Were any of those bottles made by the 3 Rivers Glass Company (3 R * ) ?


----------



## Ineedhelpwithmybottles (Mar 26, 2021)

HouTxSoda said:


> Were any of those bottles made by the 3 Rivers Glass Company (3 R * ) ?


Not that I can see... why?


----------



## Ineedhelpwithmybottles (Mar 26, 2021)

HouTxSoda said:


> Were any of those bottles made by the 3 Rivers Glass Company (3 R * ) ?


Where would I find that?


----------



## bottle-o-pop (Mar 27, 2021)

Usually you find it at the very lowest part of the bottle. It's often vague and difficult to see.
There are many glass making companies and their logos on soda bottles. Usually people don't care a lot about that aspect of collecting, but among all those companies, 3 Rivers Glass is the most popular, partly because it's rare. I doubt either of your 2 bottles here were made by 3 Rivers, but, maybe.

The mark of 3 Rivers glass is usually 3 R * (with a 5-pointed star, not an asterisk).

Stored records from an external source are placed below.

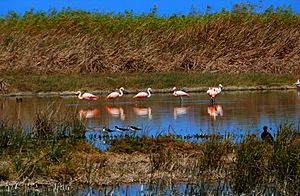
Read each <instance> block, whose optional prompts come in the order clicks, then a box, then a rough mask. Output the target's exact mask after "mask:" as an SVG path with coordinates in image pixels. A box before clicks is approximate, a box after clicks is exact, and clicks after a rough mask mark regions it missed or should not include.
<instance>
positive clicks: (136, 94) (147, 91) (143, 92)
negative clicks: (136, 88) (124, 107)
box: [133, 88, 152, 99]
mask: <svg viewBox="0 0 300 196" xmlns="http://www.w3.org/2000/svg"><path fill="white" fill-rule="evenodd" d="M151 92H152V89H151V88H148V89H147V92H139V93H138V94H136V95H134V96H133V98H134V99H143V98H146V97H148V98H149V97H151Z"/></svg>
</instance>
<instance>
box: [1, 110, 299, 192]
mask: <svg viewBox="0 0 300 196" xmlns="http://www.w3.org/2000/svg"><path fill="white" fill-rule="evenodd" d="M0 134H1V137H0V146H1V148H0V149H1V151H0V153H1V156H0V157H1V158H0V181H2V182H4V183H0V185H1V186H5V184H6V183H8V184H9V183H11V184H14V183H17V184H18V185H22V183H23V184H24V183H26V182H34V183H33V184H35V183H39V184H42V183H40V182H46V184H48V185H51V184H52V183H58V182H59V183H63V184H69V185H71V184H88V185H109V184H112V185H113V184H124V183H139V182H145V183H161V182H163V183H165V184H168V183H170V181H172V182H186V183H197V182H201V181H203V180H205V181H209V182H216V181H219V180H221V181H226V182H229V184H230V186H231V187H232V190H233V191H234V192H235V193H242V192H244V193H249V192H251V190H253V189H255V188H257V186H263V185H267V184H273V185H275V187H277V190H278V192H280V193H282V194H283V193H285V194H286V193H287V192H288V193H291V194H293V195H295V194H297V193H299V191H300V187H299V184H300V173H299V171H300V159H299V158H300V154H299V148H300V136H299V130H296V129H294V128H293V127H292V126H289V125H286V126H281V127H280V128H279V129H278V131H277V133H276V142H274V143H273V144H270V143H268V142H264V141H260V140H259V139H258V138H257V137H256V136H255V135H249V136H248V137H246V138H245V139H244V141H242V142H241V143H240V144H233V143H231V142H230V138H223V139H221V137H219V136H218V135H211V136H207V137H205V139H203V141H202V142H201V143H189V142H187V141H185V140H182V139H180V138H178V137H175V136H173V135H167V136H159V137H157V138H147V137H130V136H129V137H125V138H121V139H115V140H107V141H106V143H109V144H110V147H109V148H108V150H107V151H103V152H101V151H100V150H99V149H95V148H94V147H93V146H92V145H91V144H90V143H88V142H87V141H86V139H85V136H84V134H85V125H84V122H82V121H80V120H78V119H77V118H74V117H72V116H65V117H63V118H61V119H57V117H56V115H55V112H53V111H52V112H51V111H43V112H38V113H37V114H36V118H35V121H34V126H33V127H32V130H29V131H24V130H23V129H22V128H21V127H18V126H15V125H11V124H9V123H8V122H3V121H1V123H0Z"/></svg>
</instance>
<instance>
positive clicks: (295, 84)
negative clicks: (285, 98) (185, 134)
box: [294, 80, 300, 89]
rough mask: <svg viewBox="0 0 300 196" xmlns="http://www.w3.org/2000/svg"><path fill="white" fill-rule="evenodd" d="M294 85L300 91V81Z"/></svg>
mask: <svg viewBox="0 0 300 196" xmlns="http://www.w3.org/2000/svg"><path fill="white" fill-rule="evenodd" d="M294 85H295V86H296V87H297V88H298V89H300V80H297V82H295V83H294Z"/></svg>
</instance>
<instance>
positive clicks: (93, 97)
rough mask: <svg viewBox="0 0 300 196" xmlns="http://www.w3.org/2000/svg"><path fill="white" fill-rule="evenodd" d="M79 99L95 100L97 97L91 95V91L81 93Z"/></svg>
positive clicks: (84, 99)
mask: <svg viewBox="0 0 300 196" xmlns="http://www.w3.org/2000/svg"><path fill="white" fill-rule="evenodd" d="M80 99H84V100H90V99H94V100H95V99H99V97H98V96H96V95H93V94H91V93H83V95H82V96H81V98H80Z"/></svg>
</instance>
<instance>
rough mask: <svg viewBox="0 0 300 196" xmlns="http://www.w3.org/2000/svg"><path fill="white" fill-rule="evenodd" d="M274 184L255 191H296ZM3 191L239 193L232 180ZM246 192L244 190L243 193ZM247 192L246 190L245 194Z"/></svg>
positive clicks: (52, 187)
mask: <svg viewBox="0 0 300 196" xmlns="http://www.w3.org/2000/svg"><path fill="white" fill-rule="evenodd" d="M279 190H280V188H278V187H275V186H272V185H269V186H268V185H259V184H258V185H257V186H256V187H253V190H252V191H251V195H281V193H282V192H284V193H286V194H288V193H290V192H291V193H293V191H291V190H280V191H279ZM0 193H1V194H3V195H40V193H42V194H43V195H82V196H83V195H84V196H85V195H111V196H115V195H238V193H237V192H235V191H234V190H232V188H231V187H230V185H228V183H224V182H216V183H205V182H201V181H200V182H197V183H172V184H171V185H167V184H163V183H162V184H131V185H115V186H101V187H89V186H86V187H82V186H76V187H71V186H68V185H60V184H59V185H54V186H49V187H46V186H39V187H15V186H9V185H8V186H5V187H4V188H2V189H0ZM242 195H244V194H242ZM245 195H246V194H245Z"/></svg>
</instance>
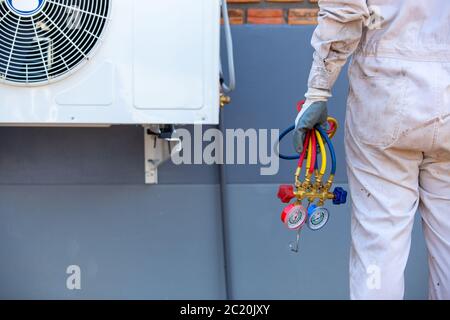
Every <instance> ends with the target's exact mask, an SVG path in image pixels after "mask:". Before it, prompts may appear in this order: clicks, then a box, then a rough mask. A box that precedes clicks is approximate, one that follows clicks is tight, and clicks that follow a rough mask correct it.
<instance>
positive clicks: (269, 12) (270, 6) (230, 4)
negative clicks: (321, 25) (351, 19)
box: [227, 0, 319, 25]
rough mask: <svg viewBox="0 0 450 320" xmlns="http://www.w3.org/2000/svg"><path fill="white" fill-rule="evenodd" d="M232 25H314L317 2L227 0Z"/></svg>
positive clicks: (310, 0) (291, 0)
mask: <svg viewBox="0 0 450 320" xmlns="http://www.w3.org/2000/svg"><path fill="white" fill-rule="evenodd" d="M227 1H228V3H229V11H230V18H231V22H232V23H233V24H245V23H247V24H292V25H305V24H316V23H317V13H318V11H319V10H318V6H317V0H227Z"/></svg>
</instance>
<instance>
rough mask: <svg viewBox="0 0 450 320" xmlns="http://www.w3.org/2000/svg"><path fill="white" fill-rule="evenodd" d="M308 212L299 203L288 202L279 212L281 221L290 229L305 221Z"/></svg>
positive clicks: (305, 219)
mask: <svg viewBox="0 0 450 320" xmlns="http://www.w3.org/2000/svg"><path fill="white" fill-rule="evenodd" d="M307 217H308V214H307V212H306V209H305V208H304V207H303V206H302V205H299V204H295V203H293V204H290V205H289V206H287V207H286V208H284V210H283V212H282V213H281V221H283V223H284V224H285V225H286V227H288V229H290V230H298V229H300V228H301V227H303V225H304V224H305V222H306V219H307Z"/></svg>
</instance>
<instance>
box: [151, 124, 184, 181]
mask: <svg viewBox="0 0 450 320" xmlns="http://www.w3.org/2000/svg"><path fill="white" fill-rule="evenodd" d="M162 129H163V126H160V125H148V126H144V149H145V183H146V184H157V183H158V167H159V166H160V165H162V164H163V163H164V162H165V161H167V160H168V159H170V157H171V155H172V152H179V151H180V150H181V149H180V147H181V141H180V139H177V138H173V136H172V135H169V136H167V131H165V132H163V130H162ZM174 132H175V131H174V130H173V133H174ZM163 133H165V134H163Z"/></svg>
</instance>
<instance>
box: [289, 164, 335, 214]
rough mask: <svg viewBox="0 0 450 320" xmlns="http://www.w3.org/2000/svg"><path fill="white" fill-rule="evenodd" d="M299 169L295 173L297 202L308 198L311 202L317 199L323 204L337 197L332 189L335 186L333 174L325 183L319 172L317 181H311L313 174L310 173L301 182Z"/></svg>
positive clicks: (317, 201)
mask: <svg viewBox="0 0 450 320" xmlns="http://www.w3.org/2000/svg"><path fill="white" fill-rule="evenodd" d="M297 171H298V173H296V175H295V188H296V191H294V195H295V198H296V199H297V202H299V203H301V202H302V201H303V200H308V202H309V203H313V202H315V201H317V205H318V206H323V205H325V202H326V201H327V200H333V199H334V198H335V194H334V193H333V192H331V191H330V189H331V187H332V186H333V182H334V175H331V176H330V178H329V179H328V181H327V182H326V183H325V184H322V179H323V177H321V176H320V175H319V174H318V173H317V172H316V175H315V176H316V179H315V181H311V175H310V174H308V175H307V176H306V177H305V180H304V181H303V182H301V181H300V180H299V177H300V170H297Z"/></svg>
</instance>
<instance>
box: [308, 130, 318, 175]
mask: <svg viewBox="0 0 450 320" xmlns="http://www.w3.org/2000/svg"><path fill="white" fill-rule="evenodd" d="M310 133H311V138H310V139H311V144H312V157H311V164H310V167H309V173H310V174H313V173H314V169H315V167H316V160H317V140H316V134H315V132H314V129H312V130H311V131H310Z"/></svg>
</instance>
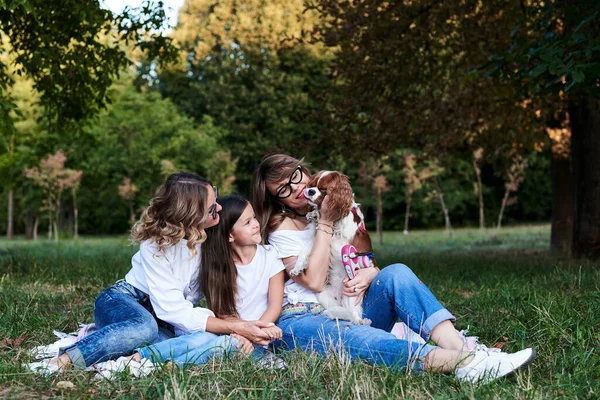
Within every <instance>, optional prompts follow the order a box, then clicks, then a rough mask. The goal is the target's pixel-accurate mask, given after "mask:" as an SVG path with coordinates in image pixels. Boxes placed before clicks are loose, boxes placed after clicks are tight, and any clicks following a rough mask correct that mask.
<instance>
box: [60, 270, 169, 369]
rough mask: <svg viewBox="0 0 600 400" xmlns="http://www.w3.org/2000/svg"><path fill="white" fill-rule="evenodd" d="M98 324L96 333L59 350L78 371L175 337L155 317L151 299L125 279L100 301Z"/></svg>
mask: <svg viewBox="0 0 600 400" xmlns="http://www.w3.org/2000/svg"><path fill="white" fill-rule="evenodd" d="M94 323H95V324H96V328H97V330H96V331H95V332H93V333H91V334H90V335H88V336H86V337H84V338H83V339H81V340H79V341H77V342H75V343H74V344H72V345H70V346H67V347H64V348H61V349H60V350H59V354H63V353H67V354H68V355H69V357H70V358H71V362H72V363H73V366H74V367H75V368H78V369H84V368H86V367H88V366H90V365H92V364H95V363H97V362H103V361H107V360H111V359H116V358H119V357H121V356H125V355H130V354H132V353H133V351H134V350H135V349H136V348H138V347H140V346H145V345H149V344H152V343H158V342H160V341H163V340H166V339H168V338H171V337H173V336H174V333H173V329H172V327H171V326H170V325H169V324H167V323H165V322H164V321H161V320H158V319H157V318H156V316H155V315H154V312H153V309H152V305H151V304H150V299H149V298H148V296H146V294H145V293H144V292H142V291H141V290H139V289H137V288H136V287H134V286H133V285H131V284H129V283H127V282H126V281H124V280H119V281H117V282H116V283H115V284H114V285H112V286H110V287H108V288H106V289H105V290H104V291H103V292H102V293H100V295H99V296H98V297H97V298H96V302H95V304H94Z"/></svg>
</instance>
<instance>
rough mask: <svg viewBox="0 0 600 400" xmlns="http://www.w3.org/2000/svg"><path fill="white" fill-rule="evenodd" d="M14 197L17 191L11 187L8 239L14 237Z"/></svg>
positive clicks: (8, 196) (8, 202)
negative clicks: (13, 235)
mask: <svg viewBox="0 0 600 400" xmlns="http://www.w3.org/2000/svg"><path fill="white" fill-rule="evenodd" d="M14 196H15V190H14V189H13V188H12V187H11V188H10V189H9V190H8V222H7V223H6V238H7V239H12V238H13V235H14V230H13V229H14V220H13V215H14V208H13V206H14Z"/></svg>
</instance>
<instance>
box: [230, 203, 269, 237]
mask: <svg viewBox="0 0 600 400" xmlns="http://www.w3.org/2000/svg"><path fill="white" fill-rule="evenodd" d="M261 240H262V238H261V236H260V224H259V223H258V221H257V219H256V216H255V215H254V209H253V208H252V206H251V205H250V204H248V205H247V206H246V208H245V209H244V212H243V213H242V215H241V216H240V218H238V220H237V221H236V222H235V224H234V225H233V228H232V229H231V233H230V234H229V242H232V243H235V244H236V245H238V246H249V245H255V244H259V243H260V242H261Z"/></svg>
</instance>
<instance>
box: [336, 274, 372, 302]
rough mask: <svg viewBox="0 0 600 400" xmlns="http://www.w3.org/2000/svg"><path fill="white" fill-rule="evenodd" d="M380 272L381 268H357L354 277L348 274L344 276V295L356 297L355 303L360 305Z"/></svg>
mask: <svg viewBox="0 0 600 400" xmlns="http://www.w3.org/2000/svg"><path fill="white" fill-rule="evenodd" d="M378 273H379V268H377V267H370V268H363V269H359V270H357V271H356V273H355V275H354V279H350V278H348V277H347V276H346V277H345V278H344V296H348V297H356V301H355V302H354V305H359V304H360V302H361V301H362V299H363V297H365V293H366V292H367V289H368V288H369V286H370V285H371V282H372V281H373V279H375V277H376V276H377V274H378Z"/></svg>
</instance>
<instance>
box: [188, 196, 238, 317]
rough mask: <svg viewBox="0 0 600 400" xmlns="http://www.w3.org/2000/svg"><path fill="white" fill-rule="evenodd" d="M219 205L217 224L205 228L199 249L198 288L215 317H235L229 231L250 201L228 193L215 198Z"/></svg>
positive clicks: (232, 274)
mask: <svg viewBox="0 0 600 400" xmlns="http://www.w3.org/2000/svg"><path fill="white" fill-rule="evenodd" d="M217 202H218V203H219V204H220V205H221V207H223V209H222V210H221V211H219V215H220V216H221V220H220V221H219V223H218V224H217V225H215V226H213V227H211V228H208V229H207V230H206V234H207V238H206V241H205V242H204V243H203V244H202V248H201V251H200V259H201V264H200V265H201V268H200V287H201V288H202V292H203V293H204V296H206V302H207V303H208V308H210V309H211V310H212V311H213V312H214V313H215V314H216V315H217V316H226V315H233V316H237V315H238V313H237V310H236V308H235V295H236V294H237V284H236V280H237V268H236V266H235V263H234V262H233V249H232V247H231V243H229V234H230V233H231V230H232V229H233V225H235V223H236V222H237V220H238V219H240V216H241V215H242V214H243V212H244V210H245V209H246V207H247V206H248V204H250V203H249V202H248V200H246V199H245V198H244V197H242V196H240V195H237V194H232V195H229V196H225V197H223V198H221V199H218V200H217Z"/></svg>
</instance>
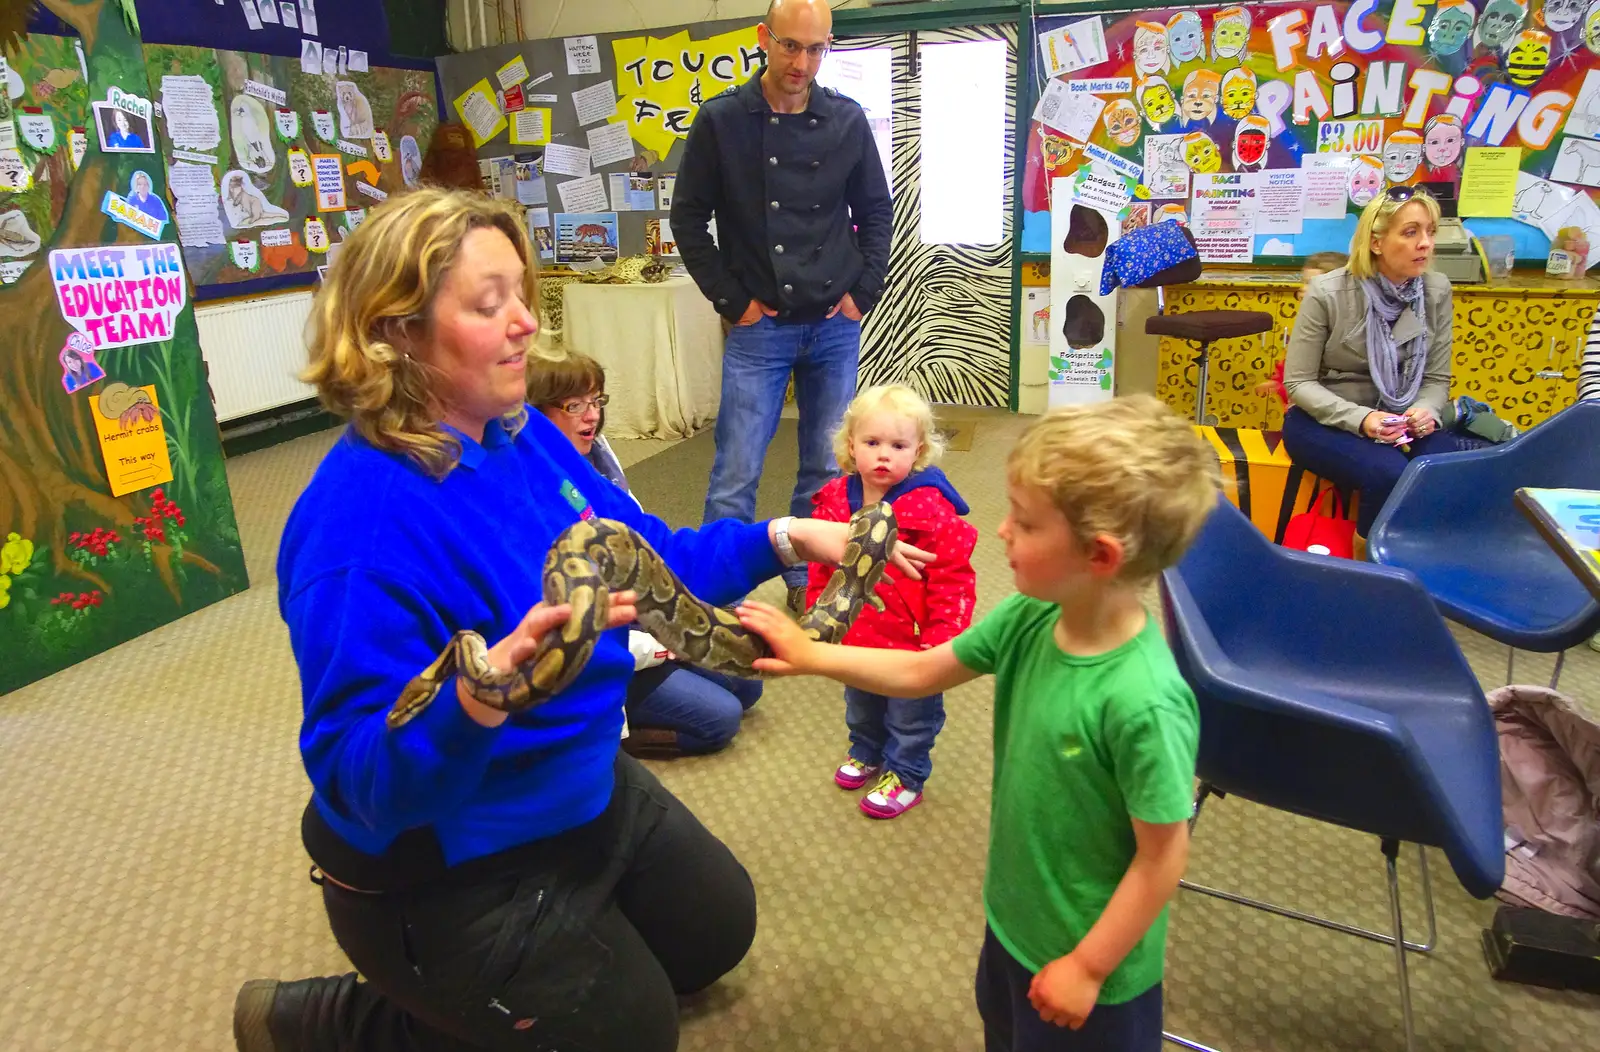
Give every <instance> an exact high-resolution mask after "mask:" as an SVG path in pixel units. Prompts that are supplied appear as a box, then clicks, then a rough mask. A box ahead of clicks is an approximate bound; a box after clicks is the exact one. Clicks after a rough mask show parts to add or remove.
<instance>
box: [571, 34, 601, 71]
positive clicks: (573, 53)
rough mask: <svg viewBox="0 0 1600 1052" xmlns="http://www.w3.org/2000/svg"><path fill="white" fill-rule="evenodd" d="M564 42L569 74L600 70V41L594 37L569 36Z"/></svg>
mask: <svg viewBox="0 0 1600 1052" xmlns="http://www.w3.org/2000/svg"><path fill="white" fill-rule="evenodd" d="M562 43H563V45H565V46H566V72H568V75H573V74H598V72H600V43H598V42H595V38H594V37H568V38H565V40H563V42H562Z"/></svg>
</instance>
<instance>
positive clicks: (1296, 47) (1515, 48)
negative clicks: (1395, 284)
mask: <svg viewBox="0 0 1600 1052" xmlns="http://www.w3.org/2000/svg"><path fill="white" fill-rule="evenodd" d="M1082 18H1083V14H1082V13H1078V14H1059V16H1043V18H1037V19H1035V21H1034V26H1032V32H1034V34H1035V35H1042V34H1048V32H1053V30H1056V29H1059V27H1061V26H1066V24H1070V22H1074V21H1080V19H1082ZM1093 18H1099V19H1101V21H1102V26H1104V38H1106V56H1107V58H1106V61H1102V62H1098V64H1093V66H1086V67H1083V69H1078V70H1072V72H1070V74H1064V75H1062V77H1061V80H1062V82H1066V86H1067V91H1069V93H1070V91H1075V90H1077V88H1078V86H1082V88H1085V90H1086V88H1088V85H1090V83H1107V82H1115V80H1120V78H1126V80H1130V82H1131V83H1133V91H1131V93H1130V94H1128V96H1125V99H1126V102H1130V104H1131V106H1117V110H1115V112H1112V110H1110V109H1109V107H1107V114H1106V118H1104V120H1101V122H1098V123H1096V126H1094V128H1093V130H1090V131H1091V134H1090V137H1088V145H1091V147H1102V149H1104V150H1109V152H1112V153H1117V155H1122V157H1125V158H1128V160H1142V158H1146V157H1149V150H1147V149H1146V147H1147V145H1149V144H1150V141H1152V139H1162V141H1163V142H1165V141H1171V142H1181V144H1182V155H1181V160H1182V161H1184V165H1186V166H1187V168H1189V169H1190V171H1194V173H1200V174H1229V173H1246V171H1267V173H1270V171H1274V169H1283V171H1288V169H1298V168H1301V166H1302V161H1306V160H1307V158H1314V157H1315V155H1317V153H1339V155H1352V157H1355V155H1360V157H1365V158H1368V160H1365V161H1362V165H1358V166H1357V171H1358V177H1357V179H1355V181H1354V182H1352V184H1350V187H1349V190H1350V193H1349V201H1350V205H1349V208H1350V211H1352V213H1354V209H1355V206H1357V203H1360V201H1363V200H1370V198H1371V197H1373V195H1376V193H1381V192H1382V190H1384V189H1386V187H1387V185H1395V184H1414V182H1418V181H1426V179H1437V177H1438V173H1442V171H1443V173H1451V176H1453V174H1454V173H1456V171H1458V169H1459V166H1461V163H1462V160H1464V155H1462V150H1464V149H1466V147H1517V149H1520V158H1522V163H1520V168H1522V171H1525V173H1528V174H1530V176H1536V177H1544V179H1552V176H1554V173H1555V161H1557V155H1558V153H1560V152H1562V142H1563V141H1568V139H1576V141H1579V144H1581V142H1584V141H1589V139H1594V137H1600V131H1597V130H1600V117H1597V114H1600V106H1590V104H1589V99H1590V98H1594V99H1600V93H1595V91H1590V93H1589V94H1584V85H1586V77H1587V75H1589V74H1590V70H1600V0H1539V3H1533V2H1531V0H1392V2H1389V0H1322V2H1318V0H1310V2H1309V3H1285V2H1272V3H1258V5H1250V6H1243V5H1237V6H1230V5H1218V6H1211V8H1205V10H1198V8H1154V10H1141V11H1136V13H1128V14H1104V16H1093ZM1586 107H1587V109H1586ZM1590 110H1594V112H1590ZM1136 118H1138V120H1136ZM1054 136H1059V133H1058V131H1053V130H1051V128H1050V126H1048V125H1045V123H1043V122H1034V123H1032V125H1030V130H1029V142H1027V160H1026V168H1024V179H1022V197H1024V208H1026V213H1027V216H1026V219H1024V243H1027V241H1029V237H1027V233H1026V232H1027V229H1029V227H1035V229H1038V227H1043V229H1045V230H1048V224H1050V213H1051V198H1050V184H1051V179H1053V177H1054V176H1058V174H1061V173H1059V169H1061V165H1059V161H1056V163H1053V160H1054V158H1053V157H1051V149H1053V144H1051V139H1053V137H1054ZM1597 152H1600V150H1597ZM1563 171H1565V169H1563ZM1557 182H1560V181H1557ZM1594 189H1595V190H1597V192H1600V182H1597V184H1595V187H1594ZM1152 219H1154V216H1152ZM1318 219H1331V217H1330V216H1322V217H1318ZM1046 237H1048V235H1046ZM1034 243H1035V245H1038V241H1037V240H1035V241H1034Z"/></svg>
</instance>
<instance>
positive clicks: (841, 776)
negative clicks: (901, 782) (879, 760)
mask: <svg viewBox="0 0 1600 1052" xmlns="http://www.w3.org/2000/svg"><path fill="white" fill-rule="evenodd" d="M882 769H883V764H867V763H861V761H859V759H856V758H854V756H845V763H842V764H838V767H837V769H835V771H834V785H837V787H838V788H861V787H862V785H866V783H867V782H870V780H872V775H875V774H877V772H878V771H882Z"/></svg>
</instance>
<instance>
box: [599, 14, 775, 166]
mask: <svg viewBox="0 0 1600 1052" xmlns="http://www.w3.org/2000/svg"><path fill="white" fill-rule="evenodd" d="M611 56H613V59H614V62H616V94H618V99H616V109H618V112H619V114H621V115H622V117H626V118H627V126H629V133H630V134H632V136H634V139H635V141H637V142H638V144H640V145H643V147H645V149H646V150H653V152H654V153H656V157H666V155H667V150H670V149H672V144H674V142H677V141H678V139H682V137H685V136H686V134H688V133H690V125H691V123H694V114H698V112H699V107H701V102H704V101H706V99H709V98H712V96H717V94H722V93H723V91H726V90H728V88H733V86H736V85H741V83H744V82H746V80H749V78H750V77H752V75H754V74H755V72H757V70H760V67H762V50H760V46H757V43H755V27H754V26H750V27H749V29H736V30H733V32H726V34H722V35H717V37H709V38H706V40H690V34H688V30H682V32H677V34H672V35H670V37H666V38H661V37H622V38H618V40H613V42H611Z"/></svg>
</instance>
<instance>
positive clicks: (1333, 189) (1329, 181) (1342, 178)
mask: <svg viewBox="0 0 1600 1052" xmlns="http://www.w3.org/2000/svg"><path fill="white" fill-rule="evenodd" d="M1301 171H1304V173H1306V217H1307V219H1344V214H1346V209H1347V206H1349V203H1350V198H1349V190H1347V187H1346V182H1347V181H1349V177H1350V153H1306V155H1304V157H1301Z"/></svg>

You can find a lot of information about the secret world of glass-makers marks here. Maybe you can figure out what companies made those 2 bottles, and possibly when.


----------



## RCO (Mar 27, 2021)

the orange crush is from the 20's > 30's era , was when they used the embossed bottle , the Nehi is similar era , was a major brand in the US , I've yet to ever find one here though


----------



## Ineedhelpwithmybottles (Mar 28, 2021)

bottle-o-pop said:


> Usually you find it at the very lowest part of the bottle. It's often vague and difficult to see.
> There are many glass making companies and their logos on soda bottles. Usually people don't care a lot about that aspect of collecting, but among all those companies, 3 Rivers Glass is the most popular, partly because it's rare. I doubt either of your 2 bottles here were made by 3 Rivers, but, maybe.
> 
> The mark of 3 Rivers glass is usually 3 R * (with a 5-pointed star, not an asterisk).
> ...


Nehi says L4


----------



## bottle-o-pop (Mar 28, 2021)

I don't recognize L4. What does the Nehi say underneath (if anything)?


----------



## Canadacan (Mar 28, 2021)

I have a Orange Crush bottle marked :  Rivers ☆
I have seen the same bottle marked : 3 Rivers but can't recall if it had the ☆ as well, also I'm not sure if mine maybe had the 3 but the embossing is just to faint.
These marks are present on the heel.


----------



## Canadacan (Mar 28, 2021)

The Nehi is possibly Laurens Glass Works 1934-1990


----------



## mrosman (Mar 31, 2021)

Hi ineedhelp... I can only comment on the Orange Crush bottle..... firstly, the glass is all stippled. There really was not a pattern in the early, clear, 'krinkly' bottles as to which has stippled glass, and which were stippled in the body but the neck was clear. Now I have been thrown off.... by the 'small' print in the Orange Crush - except the O and the C. In addition, the lack of the content "6 FL. OZS." puts your bottle in a 'unique' category.  I include some pictures from my book but your bottle is not described.... perhaps next edition.  Along with the unique variations - a little bit from two bottles in this era (1920-1924), and the stippled glass, I believe you have a unique, uncommon to rare bottle there.... certainly $50++ in my opinion. I will research this a bit further and get back.


----------



## mrosman (Mar 31, 2021)

Hi again,,, would closeups of both sides of the embossed areas be possible? Thanks


----------



## Ineedhelpwithmybottles (Mar 31, 2021)

mrosman said:


> Hi again,,, would closeups of both sides of the embossed areas be possible? Thanks


It says Pat D July 20, 1920 orange crush bottle the back says the same thing with a logo and in the bottom says something like L0W


----------



## mrosman (Mar 31, 2021)

Thanks for the clearer pictures of both sides.... now it becomes easier. Your bottle is what we refer to as a Mr.Crushy, Left (p.49-50) in my book.  There are drips coming from the squeezed orange, there is no number underneath the 6oz., and the bottle is entirely stippled. The opposite side is the standard PAT'D, July 20 etc. This bottle is uncommon, approaching rare, and should be priced accordingly. Hope that helps a bit more....


----------